Obviously, the league is considering it.

The memo mentioned “the possibility of some teams beginning to host fans for games.” It’s unclear where the Nuggets stand.

Do you think Michael Malone will rest Jamal Murray and Nikola Jokic to start the season? And, if so, for how long you think they will sit?

— Roger, Nashville

The Nuggets’ season ended Sept. 26. Their training camp is set to start Dec. 1. That’s an offseason of 65 days (in addition to more than four months off from March to August). Between their 2019 exit against Portland and the start of training camp last season, the Nuggets had 141 days off. That’s a massive difference.

I don’t see Malone outright resting Jokic and Murray, but I do see him monitoring their minutes in training camp and especially once the season gets going. In March, Murray was averaging over 36 minutes per game. I’d expect that number to be a lot closer to 30 throughout December and January.

But your question raises an interesting point. The schedule isn’t out yet, and it’s rumored that we’ll have more back-to-backs to crunch 72 games into the season. Will the NBA be more lenient if players rest as a result of the truncated offseason? Teams should have far more leverage given that the Players’ Association agreed to an earlier start date (Dec. 22), as opposed to a January start date.

Big Nuggets fan all the way in Kentucky, love the team. Is there any way MPJ and Bol Bol can improve enough defensively in this shortened offseason to play long stretches in important games? They were both liabilities in the bubble, and I was hoping that especially MPJ would have some time to work on shifts and close-outs. What do you guys think?

— Oliver, Owensboro, Ky.

On one hand, the absence of Will Barton was devastating for the Nuggets in the “bubble.” On the other, his injury allowed Porter to play over 23 minutes per game in the playoffs, thus feel what it’s like to get targeted. Throughout the playoffs, Porter took it personally that he was a liability on defense. More than once he mentioned how Malone challenged him to not just be an elite scorer, but be a complete player.

One of the reasons his rookie season was so inconsistent in terms of playing time was because he didn’t value the defensive end as much as Malone needed him to. That’s all going to change. Depending on Barton’s health or other potential offseason machinations, Porter may well be starting this upcoming season. That means Malone’s going to have to trust him. Porter made rapid improvements defensively throughout the playoffs. With more consistent playing time this regular season, the hope is he’ll improve at the same rate.

With Bol, my read is he’s still about two years away from really contributing. There were too many wonky factors from his “bubble” ball to know how much of it was real. There was, obviously, the environment itself, but there were also the seeding games where teams had various levels of motivation. I don’t see him being a rotation mainstay next season.

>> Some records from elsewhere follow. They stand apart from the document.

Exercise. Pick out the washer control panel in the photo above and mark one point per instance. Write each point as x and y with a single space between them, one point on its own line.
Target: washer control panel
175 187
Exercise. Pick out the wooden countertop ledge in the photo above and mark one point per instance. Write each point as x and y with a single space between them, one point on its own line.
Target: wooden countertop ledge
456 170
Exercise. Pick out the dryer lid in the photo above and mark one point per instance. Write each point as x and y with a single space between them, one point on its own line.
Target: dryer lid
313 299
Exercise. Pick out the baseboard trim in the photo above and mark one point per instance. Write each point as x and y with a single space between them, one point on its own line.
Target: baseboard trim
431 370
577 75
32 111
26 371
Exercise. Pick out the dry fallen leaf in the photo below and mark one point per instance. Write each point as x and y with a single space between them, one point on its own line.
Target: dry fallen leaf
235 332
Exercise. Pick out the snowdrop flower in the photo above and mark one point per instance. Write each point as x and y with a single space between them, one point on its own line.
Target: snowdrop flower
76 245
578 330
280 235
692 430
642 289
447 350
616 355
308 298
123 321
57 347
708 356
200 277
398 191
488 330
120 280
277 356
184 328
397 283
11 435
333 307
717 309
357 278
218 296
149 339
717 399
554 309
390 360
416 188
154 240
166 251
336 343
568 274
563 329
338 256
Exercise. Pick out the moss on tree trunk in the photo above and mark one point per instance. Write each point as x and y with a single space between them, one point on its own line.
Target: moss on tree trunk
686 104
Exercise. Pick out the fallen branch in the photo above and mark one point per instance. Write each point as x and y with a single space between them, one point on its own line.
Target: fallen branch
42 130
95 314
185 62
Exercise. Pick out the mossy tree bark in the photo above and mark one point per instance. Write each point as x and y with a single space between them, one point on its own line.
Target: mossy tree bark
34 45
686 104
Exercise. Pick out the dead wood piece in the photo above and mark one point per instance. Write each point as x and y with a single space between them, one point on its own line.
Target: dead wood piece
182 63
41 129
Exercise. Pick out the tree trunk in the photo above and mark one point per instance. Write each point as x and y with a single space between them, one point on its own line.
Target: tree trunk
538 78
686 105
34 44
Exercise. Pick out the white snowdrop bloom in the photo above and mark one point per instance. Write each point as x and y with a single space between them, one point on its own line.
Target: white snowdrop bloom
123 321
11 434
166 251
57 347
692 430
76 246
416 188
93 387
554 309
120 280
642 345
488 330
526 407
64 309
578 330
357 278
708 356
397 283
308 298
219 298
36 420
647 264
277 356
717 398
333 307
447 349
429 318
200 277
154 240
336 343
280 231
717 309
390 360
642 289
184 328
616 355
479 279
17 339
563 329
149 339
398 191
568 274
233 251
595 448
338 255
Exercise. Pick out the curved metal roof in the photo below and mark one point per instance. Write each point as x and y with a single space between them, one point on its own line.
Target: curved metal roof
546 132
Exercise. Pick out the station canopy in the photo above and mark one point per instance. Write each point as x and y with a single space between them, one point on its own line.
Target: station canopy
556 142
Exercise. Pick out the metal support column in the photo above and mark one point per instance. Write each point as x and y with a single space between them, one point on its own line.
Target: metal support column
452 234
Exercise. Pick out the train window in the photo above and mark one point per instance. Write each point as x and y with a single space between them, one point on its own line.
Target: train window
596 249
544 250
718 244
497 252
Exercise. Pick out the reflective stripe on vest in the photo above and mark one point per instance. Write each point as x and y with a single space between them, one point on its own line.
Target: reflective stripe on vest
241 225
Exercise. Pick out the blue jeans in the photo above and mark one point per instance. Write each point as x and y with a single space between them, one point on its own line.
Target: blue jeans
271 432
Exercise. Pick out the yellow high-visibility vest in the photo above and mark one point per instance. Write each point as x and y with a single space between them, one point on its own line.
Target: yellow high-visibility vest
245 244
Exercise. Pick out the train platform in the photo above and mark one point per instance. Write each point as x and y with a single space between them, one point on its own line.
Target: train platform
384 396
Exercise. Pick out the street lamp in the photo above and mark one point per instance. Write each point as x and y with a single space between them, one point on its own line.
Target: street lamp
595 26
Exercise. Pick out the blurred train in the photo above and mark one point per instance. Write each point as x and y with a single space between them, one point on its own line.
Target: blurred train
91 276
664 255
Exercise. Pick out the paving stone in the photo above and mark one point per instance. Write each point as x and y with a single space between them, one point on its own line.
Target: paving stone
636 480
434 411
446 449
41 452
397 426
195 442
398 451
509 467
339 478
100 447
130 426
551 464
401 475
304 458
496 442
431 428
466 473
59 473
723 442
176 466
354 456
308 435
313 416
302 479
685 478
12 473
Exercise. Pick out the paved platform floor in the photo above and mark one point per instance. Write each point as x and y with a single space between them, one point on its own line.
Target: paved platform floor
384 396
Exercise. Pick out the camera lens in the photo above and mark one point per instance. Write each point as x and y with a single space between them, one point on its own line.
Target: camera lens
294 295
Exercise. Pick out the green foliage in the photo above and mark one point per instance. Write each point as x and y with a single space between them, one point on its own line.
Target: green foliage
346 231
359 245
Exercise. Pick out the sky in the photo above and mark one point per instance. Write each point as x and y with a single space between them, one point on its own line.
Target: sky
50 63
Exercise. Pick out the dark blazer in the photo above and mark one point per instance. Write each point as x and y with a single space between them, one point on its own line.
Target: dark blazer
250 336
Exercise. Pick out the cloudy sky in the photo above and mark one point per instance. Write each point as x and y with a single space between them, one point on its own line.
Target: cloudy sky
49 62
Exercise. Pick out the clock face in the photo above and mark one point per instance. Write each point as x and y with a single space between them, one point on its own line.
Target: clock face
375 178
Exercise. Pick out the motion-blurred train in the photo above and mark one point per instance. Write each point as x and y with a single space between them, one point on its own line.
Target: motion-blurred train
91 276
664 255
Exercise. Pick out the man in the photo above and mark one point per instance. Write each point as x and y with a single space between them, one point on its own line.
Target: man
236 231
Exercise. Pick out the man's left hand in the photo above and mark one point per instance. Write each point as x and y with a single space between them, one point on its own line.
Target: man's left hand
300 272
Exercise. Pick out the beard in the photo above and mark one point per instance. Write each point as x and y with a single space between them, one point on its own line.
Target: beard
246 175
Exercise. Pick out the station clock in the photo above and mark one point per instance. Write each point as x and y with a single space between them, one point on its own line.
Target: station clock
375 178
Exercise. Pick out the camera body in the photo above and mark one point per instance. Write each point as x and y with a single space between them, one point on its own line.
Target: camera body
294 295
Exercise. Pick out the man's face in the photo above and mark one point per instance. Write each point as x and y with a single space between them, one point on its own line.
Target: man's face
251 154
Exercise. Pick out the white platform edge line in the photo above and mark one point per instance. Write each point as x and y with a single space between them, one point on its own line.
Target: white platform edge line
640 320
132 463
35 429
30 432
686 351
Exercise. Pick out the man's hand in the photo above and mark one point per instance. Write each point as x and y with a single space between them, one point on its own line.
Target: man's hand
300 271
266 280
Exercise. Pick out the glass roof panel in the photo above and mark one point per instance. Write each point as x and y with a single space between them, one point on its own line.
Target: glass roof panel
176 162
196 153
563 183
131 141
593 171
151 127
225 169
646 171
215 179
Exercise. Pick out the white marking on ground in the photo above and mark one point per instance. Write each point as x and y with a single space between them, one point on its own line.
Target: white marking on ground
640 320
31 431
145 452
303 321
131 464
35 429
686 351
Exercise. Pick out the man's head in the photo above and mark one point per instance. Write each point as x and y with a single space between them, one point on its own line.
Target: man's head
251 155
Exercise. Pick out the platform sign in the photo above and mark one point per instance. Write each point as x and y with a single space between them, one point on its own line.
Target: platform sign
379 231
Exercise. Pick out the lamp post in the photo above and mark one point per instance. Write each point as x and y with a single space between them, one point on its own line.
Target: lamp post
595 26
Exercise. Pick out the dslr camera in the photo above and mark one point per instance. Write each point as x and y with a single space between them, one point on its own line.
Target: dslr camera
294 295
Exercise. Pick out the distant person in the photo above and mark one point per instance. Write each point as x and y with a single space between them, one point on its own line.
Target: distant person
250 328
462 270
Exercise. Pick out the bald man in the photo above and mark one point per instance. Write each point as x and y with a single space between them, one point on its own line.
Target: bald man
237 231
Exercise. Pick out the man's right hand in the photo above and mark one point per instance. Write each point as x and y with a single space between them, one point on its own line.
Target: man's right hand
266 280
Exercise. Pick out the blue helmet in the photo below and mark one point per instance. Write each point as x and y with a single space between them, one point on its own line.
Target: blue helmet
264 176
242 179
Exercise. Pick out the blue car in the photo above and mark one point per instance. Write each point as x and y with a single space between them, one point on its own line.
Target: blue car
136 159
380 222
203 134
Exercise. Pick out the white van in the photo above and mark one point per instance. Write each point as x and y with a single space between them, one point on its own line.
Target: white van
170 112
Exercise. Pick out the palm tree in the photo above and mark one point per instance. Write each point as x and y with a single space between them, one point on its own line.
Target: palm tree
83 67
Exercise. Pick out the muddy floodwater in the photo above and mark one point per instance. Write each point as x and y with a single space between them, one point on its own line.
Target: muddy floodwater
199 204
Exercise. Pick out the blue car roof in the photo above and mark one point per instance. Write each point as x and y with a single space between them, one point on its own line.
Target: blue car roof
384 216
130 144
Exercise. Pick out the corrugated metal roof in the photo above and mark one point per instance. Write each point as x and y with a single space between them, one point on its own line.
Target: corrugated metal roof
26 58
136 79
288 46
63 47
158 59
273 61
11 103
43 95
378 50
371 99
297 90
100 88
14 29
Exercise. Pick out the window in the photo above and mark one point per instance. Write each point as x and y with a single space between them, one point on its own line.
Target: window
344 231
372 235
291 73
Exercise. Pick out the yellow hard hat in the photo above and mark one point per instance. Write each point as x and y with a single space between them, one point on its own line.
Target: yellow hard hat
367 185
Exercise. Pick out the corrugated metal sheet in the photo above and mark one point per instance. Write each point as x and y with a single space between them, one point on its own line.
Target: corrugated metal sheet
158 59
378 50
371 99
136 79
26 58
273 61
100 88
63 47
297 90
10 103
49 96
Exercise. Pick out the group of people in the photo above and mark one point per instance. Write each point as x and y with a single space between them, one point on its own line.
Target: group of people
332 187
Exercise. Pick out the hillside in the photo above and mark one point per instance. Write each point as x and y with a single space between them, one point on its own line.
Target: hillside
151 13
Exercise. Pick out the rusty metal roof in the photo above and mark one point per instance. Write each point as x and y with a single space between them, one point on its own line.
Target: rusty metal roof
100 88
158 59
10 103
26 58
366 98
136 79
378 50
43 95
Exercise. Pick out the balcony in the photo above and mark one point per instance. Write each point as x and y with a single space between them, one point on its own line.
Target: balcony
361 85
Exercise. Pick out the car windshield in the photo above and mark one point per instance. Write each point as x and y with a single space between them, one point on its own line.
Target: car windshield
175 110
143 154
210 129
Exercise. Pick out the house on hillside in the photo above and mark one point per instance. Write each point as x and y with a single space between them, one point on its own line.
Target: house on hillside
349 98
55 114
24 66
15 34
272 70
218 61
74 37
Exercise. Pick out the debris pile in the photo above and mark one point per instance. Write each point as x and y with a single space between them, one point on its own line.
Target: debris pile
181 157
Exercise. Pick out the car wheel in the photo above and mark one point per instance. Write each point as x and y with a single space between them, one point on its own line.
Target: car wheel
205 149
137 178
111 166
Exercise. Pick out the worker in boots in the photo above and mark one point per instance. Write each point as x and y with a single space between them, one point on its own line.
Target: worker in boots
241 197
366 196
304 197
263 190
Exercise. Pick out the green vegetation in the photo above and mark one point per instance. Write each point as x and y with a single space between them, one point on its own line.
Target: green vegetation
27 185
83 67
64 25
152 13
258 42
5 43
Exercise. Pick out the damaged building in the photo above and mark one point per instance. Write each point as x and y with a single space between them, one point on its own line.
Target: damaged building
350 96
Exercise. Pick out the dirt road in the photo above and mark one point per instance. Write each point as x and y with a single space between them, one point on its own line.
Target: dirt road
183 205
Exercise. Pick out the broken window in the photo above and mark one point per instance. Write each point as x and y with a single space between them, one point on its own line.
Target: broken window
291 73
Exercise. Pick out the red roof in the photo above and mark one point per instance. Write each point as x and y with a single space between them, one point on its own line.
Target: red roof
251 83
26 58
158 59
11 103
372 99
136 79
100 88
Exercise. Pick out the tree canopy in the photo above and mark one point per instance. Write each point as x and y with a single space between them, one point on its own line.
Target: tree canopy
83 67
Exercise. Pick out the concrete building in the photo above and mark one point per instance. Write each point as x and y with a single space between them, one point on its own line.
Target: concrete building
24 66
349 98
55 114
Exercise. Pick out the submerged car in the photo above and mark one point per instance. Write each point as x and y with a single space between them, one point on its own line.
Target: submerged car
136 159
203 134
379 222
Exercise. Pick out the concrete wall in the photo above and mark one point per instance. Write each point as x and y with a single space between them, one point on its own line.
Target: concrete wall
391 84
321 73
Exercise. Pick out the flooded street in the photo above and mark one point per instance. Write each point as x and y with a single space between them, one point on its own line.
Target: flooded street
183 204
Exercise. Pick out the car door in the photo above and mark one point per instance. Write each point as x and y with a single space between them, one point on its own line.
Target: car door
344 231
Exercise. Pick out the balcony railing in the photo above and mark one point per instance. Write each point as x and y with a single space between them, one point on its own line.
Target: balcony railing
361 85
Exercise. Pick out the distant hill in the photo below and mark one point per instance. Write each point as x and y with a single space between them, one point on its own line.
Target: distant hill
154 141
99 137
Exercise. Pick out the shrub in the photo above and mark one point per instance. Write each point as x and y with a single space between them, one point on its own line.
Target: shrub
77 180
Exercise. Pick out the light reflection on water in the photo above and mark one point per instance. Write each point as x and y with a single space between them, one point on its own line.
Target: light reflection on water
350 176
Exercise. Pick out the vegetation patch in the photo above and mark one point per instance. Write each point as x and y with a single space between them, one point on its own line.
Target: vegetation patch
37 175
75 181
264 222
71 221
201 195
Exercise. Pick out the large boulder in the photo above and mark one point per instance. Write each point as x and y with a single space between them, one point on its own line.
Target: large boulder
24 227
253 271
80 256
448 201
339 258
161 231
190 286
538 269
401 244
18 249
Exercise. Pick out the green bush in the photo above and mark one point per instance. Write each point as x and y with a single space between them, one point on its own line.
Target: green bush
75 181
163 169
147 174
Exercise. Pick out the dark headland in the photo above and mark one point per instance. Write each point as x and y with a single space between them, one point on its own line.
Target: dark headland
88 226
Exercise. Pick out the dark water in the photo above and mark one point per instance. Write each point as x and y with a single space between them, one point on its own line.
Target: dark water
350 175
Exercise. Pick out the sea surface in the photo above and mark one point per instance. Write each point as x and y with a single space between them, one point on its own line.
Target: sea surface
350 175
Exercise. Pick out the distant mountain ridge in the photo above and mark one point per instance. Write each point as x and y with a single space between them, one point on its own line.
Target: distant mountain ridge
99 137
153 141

Do you see a scenario where the Nuggets trade up to like 15-20 in the draft? If so, who are guys they could be trading up for?

— Ben Hawk, Omaha, Neb.

The Nuggets have explored getting into the top-10, two sources told The Denver Post. I don’t think moving up incrementally, as you suggest, should be ruled out, either.

If they were to move up into that range, there are a few names that are obvious fits. Kentucky’s Tyrese Maxey would fill a need at shooting guard. Unless you consider P.J. Dozier your immediate backup shooting guard, Denver’s a little weak in that department depending on your confidence level in Gary Harris.

Maryland’s Jalen Smith, a 6-foot-10 center, is another intriguing big man (do the Nuggets not have enough already?) Smith averaged 15.5 points and 10.5 rebounds last season while connecting on nearly 37% from 3-point range. His stock’s been jumping in recent weeks.

Finally, Precious Achiuwa might be the perfect target in that range. The 6-foot-9, 225-pound combo forward from Memphis is a beast defensively and could pair perfectly with Jokic on that end. Though he’s a work in progress on offense, how much would the Nuggets need to rely on him to score with Jamal Murray, Jokic and Porter doing their thing on offense?